Wang Siling, Wang Yuhang, Xie Yang, Xiao Guanghua
Department of Computer Science and Engineering, Southern Methodist University, Dallas, Texas 75205, USA.
J Bioinform Comput Biol. 2011 Feb;9(1):131-48. doi: 10.1142/s0219720011005343.
DNA copy number (DCN) is the number of copies of DNA at a region of a genome. The alterations of DCN are highly associated with the development of different tumors. Recently, microarray technologies are being employed to detect DCN changes at many loci at the same time in tumor samples. The resulting DCN data are often very noisy, and the tumor sample is often contaminated by normal cells. The goal of computational analysis of array-based DCN data is to infer the underlying DCNs from raw DCN data. Previous methods for this task do not model the tumor/normal cell mixture ratio explicitly and they cannot output segments with DCN annotations. We developed a novel model-based method using the minimum description length (MDL) principle for DCN data segmentation. Our new method can output underlying DCN for each chromosomal segment, and at the same time, infer the underlying tumor proportion in the test samples. Empirical results show that our method achieves better accuracies on average as compared to three previous methods, namely Circular Binary Segmentation, Hidden Markov Model and Ultrasome.

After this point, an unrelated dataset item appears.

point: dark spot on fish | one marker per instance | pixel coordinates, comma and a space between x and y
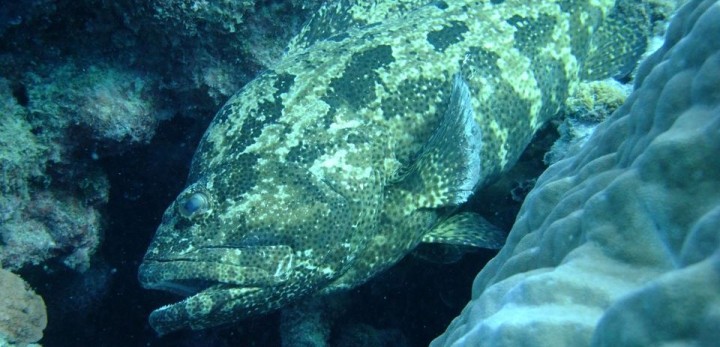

DNA拷贝数(DCN)是基因组某一区域的DNA拷贝数量。DCN的改变与不同肿瘤的发生高度相关。最近,微阵列技术被用于同时检测肿瘤样本中多个位点的DCN变化。由此产生的DCN数据往往噪声很大,并且肿瘤样本常常被正常细胞污染。基于阵列的DCN数据的计算分析目标是从原始DCN数据中推断潜在的DCN。以前用于此任务的方法没有明确对肿瘤/正常细胞混合比例进行建模,并且它们无法输出带有DCN注释的片段。我们开发了一种基于最小描述长度(MDL)原则的新型基于模型的方法用于DCN数据分割。我们的新方法可以输出每个染色体片段的潜在DCN,同时推断测试样本中的潜在肿瘤比例。实证结果表明,与之前的三种方法(即循环二元分割、隐马尔可夫模型和Ultrasome)相比,我们的方法平均实现了更高的准确率。